International NGOs Criticize Vietnam for Deporting Dissident to France

by Defend the Defenders, June 27, 2017

Many international non-government organizations, including the Paris-based Reporters Without Borders (RSF) and the New York-based Human Rights Watch (HRW), have continued to slam Vietnam’s deportation of political dissident Pham Minh Hoang to France.

The RSF said it is shocked with Vietnam’s move to expel Mr. Hoang from the country of his birth after revoking his Vietnamese citizenship.

“Stripping a government opponent of his nationality in order to expel him and silence him is absolutely shocking,” RSF Secretary-General Christophe Deloire said.

“What has happened to Pham Minh Hoang, a well-known independent and courageous defender of free speech, is shameful, especially for Vietnam,” Mr. Deloire added.

RSF also reminds that Vietnam has one of the worst scores of any country in RSF’s 2017 World Press Freedom Index, in which it is ranked 175th out of 180.

Meanwhile, HRW said Vietnam’s acts against human rights defender Hoang went beyond the red line regarding the basic rights of freedom of expression, the right of having citizenship, and basic political and civil rights.
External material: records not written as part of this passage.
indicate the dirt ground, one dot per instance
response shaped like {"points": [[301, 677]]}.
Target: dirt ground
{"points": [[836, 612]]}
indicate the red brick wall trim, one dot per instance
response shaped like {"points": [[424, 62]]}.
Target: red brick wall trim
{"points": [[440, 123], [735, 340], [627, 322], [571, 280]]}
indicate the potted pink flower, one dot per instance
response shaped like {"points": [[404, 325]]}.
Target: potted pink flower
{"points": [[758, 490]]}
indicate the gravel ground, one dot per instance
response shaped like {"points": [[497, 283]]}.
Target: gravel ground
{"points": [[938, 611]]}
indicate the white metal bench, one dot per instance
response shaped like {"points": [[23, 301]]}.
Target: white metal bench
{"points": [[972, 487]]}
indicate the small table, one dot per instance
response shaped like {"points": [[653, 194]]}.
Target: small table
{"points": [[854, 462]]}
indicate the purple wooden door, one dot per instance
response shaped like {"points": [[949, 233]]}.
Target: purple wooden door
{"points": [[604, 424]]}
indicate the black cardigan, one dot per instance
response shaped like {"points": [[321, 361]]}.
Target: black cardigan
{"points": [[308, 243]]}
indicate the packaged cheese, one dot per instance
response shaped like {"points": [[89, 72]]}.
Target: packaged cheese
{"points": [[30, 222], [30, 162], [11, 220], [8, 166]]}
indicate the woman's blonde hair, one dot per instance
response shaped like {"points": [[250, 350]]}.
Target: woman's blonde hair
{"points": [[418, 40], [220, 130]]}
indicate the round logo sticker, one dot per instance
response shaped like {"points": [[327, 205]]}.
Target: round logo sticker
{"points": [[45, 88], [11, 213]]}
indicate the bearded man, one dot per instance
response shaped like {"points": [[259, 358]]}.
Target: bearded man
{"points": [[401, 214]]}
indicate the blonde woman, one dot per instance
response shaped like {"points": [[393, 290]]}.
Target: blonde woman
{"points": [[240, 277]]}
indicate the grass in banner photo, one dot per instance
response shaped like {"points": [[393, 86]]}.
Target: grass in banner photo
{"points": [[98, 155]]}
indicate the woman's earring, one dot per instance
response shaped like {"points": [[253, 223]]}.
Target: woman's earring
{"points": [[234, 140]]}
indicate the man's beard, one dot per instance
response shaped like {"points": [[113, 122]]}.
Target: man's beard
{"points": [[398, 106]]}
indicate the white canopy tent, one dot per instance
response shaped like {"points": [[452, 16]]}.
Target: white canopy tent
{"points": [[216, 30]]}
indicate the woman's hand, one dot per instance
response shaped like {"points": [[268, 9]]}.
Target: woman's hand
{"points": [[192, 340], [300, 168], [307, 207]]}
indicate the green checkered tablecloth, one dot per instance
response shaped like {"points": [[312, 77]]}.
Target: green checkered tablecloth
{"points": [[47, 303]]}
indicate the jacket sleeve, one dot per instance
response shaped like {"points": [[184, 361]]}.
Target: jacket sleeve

The deportation which will divide Mr. Hoang with his family is illegal and violates human rights, said Phil Robertson, deputy head of Asia desk of Human Rights Watch.

Last week, the Dublin-based NGO Front Line Defenders also condemned the Vietnamese act against Hoang who was educated in France and worked as mathematics lecturer in Saigon Polytechnic University in Ho Chi Minh City.

Hoang’s deportation is not an act of a respected country but an authoritarian regime with the worst human rights record in Southeast Asia, he said.

Hoang, who spent 17 months in prison in Vietnam few years ago for online posting about education, the environment and the threats to Vietnamese sovereignty from China, arrived in Paris yesterday. He lived in France for 28 years before returning in Vietnam in 2000.